CQ TODAY ONLINE NEWS
Dec. 8, 2008 – 9:22 a.m.
Democrat Kilroy Finally Emerges as Winner of Ohio House Seat
By Greg Giroux, CQ Staff
In the final uncalled House race of the 2008 election, Ohio Democrat Mary Jo Kilroy, a county commissioner, was confirmed Sunday night as the winner of the Nov. 4 election in the Columbus-centered 15th District.
Kilroy defeated Republican state Sen. Steve Stivers by 2,311 votes out of more than 304,000 cast, a margin of about three-fourths of one percentage point.
Kilroy, who is succeeding retiring Republican Rep. Deborah Pryce , will be among the 257 Democrats who take the oath of office on Jan. 6. The next Congress will include 178 House Republicans, or 21 fewer than the GOP held on Election Day.
Kilroy “will bring the strong, bipartisan leadership necessary to address the challenges our nation faces,” said Maryland Rep. Chris Van Hollen , who aided Kilroy’s campaign as the chairman of the Democratic Congressional Campaign Committee.
The count in Ohio’s 15th was delayed by wrangling in federal and state courts over the counting of some provisional ballots in Franklin County, the population center of a district that also includes Republican-leaning Madison and Union Counties outside the city.
Provisional ballots, which are cast by voters whose eligibility could not be immediately verified on Election Day, tend to lean Democratic, and Kilroy erased a Stivers lead that stood at 149 votes after the Nov. 4 count and at 594 votes after Madison and Union certified their totals late last month.

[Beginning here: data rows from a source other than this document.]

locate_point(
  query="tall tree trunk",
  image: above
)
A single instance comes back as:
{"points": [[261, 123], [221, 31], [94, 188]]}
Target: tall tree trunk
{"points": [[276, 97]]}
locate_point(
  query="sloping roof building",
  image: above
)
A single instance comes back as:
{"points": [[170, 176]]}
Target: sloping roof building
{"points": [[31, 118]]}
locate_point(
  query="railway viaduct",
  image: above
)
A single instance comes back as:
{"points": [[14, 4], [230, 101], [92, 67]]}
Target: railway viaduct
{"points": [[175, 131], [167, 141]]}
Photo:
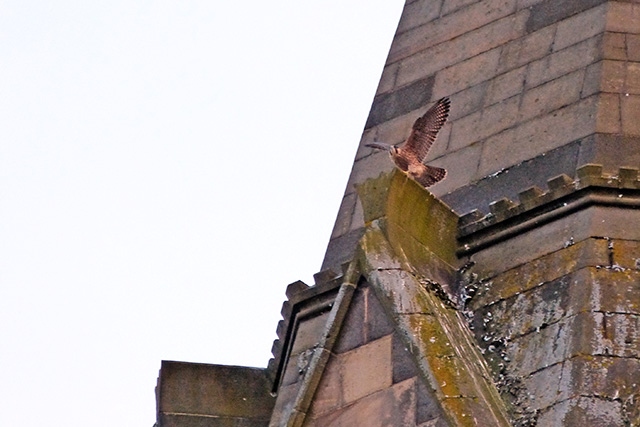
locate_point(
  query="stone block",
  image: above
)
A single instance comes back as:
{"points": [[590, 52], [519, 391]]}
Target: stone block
{"points": [[215, 390], [529, 311], [388, 79], [608, 116], [614, 46], [526, 49], [434, 59], [428, 410], [580, 27], [464, 20], [511, 181], [345, 215], [633, 47], [506, 85], [583, 411], [309, 332], [365, 321], [549, 12], [592, 79], [341, 250], [630, 111], [467, 73], [632, 80], [328, 396], [610, 151], [401, 101], [626, 254], [564, 61], [489, 121], [418, 13], [537, 136], [461, 168], [404, 366], [616, 290], [468, 101], [542, 387], [613, 76], [532, 245], [392, 406], [366, 369], [551, 96], [608, 377], [623, 17]]}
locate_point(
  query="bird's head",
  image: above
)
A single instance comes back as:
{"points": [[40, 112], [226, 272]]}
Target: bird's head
{"points": [[391, 149]]}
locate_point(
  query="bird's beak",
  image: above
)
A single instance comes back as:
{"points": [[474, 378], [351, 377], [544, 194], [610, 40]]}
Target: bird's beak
{"points": [[379, 146]]}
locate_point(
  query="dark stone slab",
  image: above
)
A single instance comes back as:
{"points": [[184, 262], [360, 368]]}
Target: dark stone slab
{"points": [[510, 182], [551, 11], [341, 249], [225, 392], [403, 365], [610, 151], [390, 105]]}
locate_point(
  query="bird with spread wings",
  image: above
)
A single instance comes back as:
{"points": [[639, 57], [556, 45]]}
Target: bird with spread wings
{"points": [[410, 156]]}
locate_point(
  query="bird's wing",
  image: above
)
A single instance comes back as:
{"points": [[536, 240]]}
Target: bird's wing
{"points": [[426, 128], [430, 175]]}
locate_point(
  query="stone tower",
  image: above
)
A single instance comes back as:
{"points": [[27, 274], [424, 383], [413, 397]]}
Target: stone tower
{"points": [[507, 294]]}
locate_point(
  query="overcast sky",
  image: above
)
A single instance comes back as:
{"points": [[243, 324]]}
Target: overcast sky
{"points": [[166, 169]]}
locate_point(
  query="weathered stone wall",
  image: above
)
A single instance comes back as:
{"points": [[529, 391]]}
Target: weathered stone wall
{"points": [[370, 378], [538, 88], [198, 394], [557, 307]]}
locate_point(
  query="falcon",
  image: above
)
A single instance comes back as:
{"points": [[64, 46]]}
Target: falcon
{"points": [[410, 156]]}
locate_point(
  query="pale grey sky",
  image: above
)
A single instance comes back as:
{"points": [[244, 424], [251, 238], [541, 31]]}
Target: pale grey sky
{"points": [[166, 169]]}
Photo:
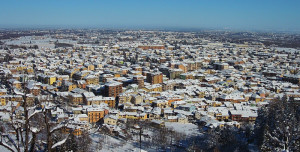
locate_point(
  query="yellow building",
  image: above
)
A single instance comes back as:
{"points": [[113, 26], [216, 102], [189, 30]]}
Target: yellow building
{"points": [[95, 114], [154, 87], [2, 100], [3, 92], [76, 99], [51, 79]]}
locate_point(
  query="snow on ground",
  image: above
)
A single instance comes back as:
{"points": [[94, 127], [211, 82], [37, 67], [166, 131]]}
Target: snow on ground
{"points": [[187, 128], [3, 149]]}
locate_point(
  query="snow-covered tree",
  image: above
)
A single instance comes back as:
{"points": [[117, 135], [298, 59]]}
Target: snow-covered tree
{"points": [[278, 127]]}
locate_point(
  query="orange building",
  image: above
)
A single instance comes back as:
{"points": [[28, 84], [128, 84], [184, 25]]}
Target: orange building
{"points": [[155, 78], [95, 114], [153, 47]]}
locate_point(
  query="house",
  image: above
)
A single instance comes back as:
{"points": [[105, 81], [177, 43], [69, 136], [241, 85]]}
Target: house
{"points": [[95, 114], [75, 98], [110, 119]]}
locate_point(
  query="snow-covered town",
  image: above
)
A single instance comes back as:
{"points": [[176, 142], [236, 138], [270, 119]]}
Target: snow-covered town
{"points": [[133, 90]]}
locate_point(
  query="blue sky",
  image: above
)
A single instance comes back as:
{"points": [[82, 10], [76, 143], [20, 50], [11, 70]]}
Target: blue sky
{"points": [[220, 14]]}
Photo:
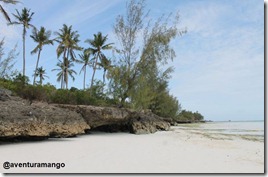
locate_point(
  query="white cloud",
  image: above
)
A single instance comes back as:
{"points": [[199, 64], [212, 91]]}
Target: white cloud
{"points": [[9, 32], [220, 61]]}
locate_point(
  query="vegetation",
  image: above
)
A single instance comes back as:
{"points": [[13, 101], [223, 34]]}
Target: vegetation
{"points": [[7, 61], [97, 45], [137, 73], [24, 18], [68, 43], [41, 37], [189, 116]]}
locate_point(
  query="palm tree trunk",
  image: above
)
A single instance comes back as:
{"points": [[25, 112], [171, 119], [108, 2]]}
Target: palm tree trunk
{"points": [[85, 77], [40, 80], [94, 70], [104, 76], [66, 63], [62, 81], [39, 52], [23, 38]]}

The 2,311 vote difference between Kilroy and Stivers was much smaller than the vote totals that accrued to the other two candidates in the race — Libertarian Mark Michael Noble, who received 14,061 votes (4.6 percent), and independent Don Eckhart, who received 12,915 votes (4.2 percent).
The long post-election wait was all too familiar to Kilroy, whose loss to Pryce two years ago by less than 1,100 votes wasn’t confirmed until several weeks after the election.
Kilroy shortly thereafter prepared a rematch campaign against Pryce, who announced her retirement in August 2007. Stivers, an Iraq war veteran, was a strong GOP candidate who ran in what what was a poor political environment for Republicans nationally and in Ohio. Barack Obama carried the 15th District in the Nov. 4 vote.
Kilroy was one of 12 Democrats who were elected to seats that Republicans left open after losing primary elections or announcing their retirements or candidacies for other office. Democratic challengers also unseated 14 House Republican incumbents. Five Democrats were defeated for re-election, including Louisiana Rep. William J. Jefferson , who was upset Saturday by Republican lawyer Anh “Joseph” Cao.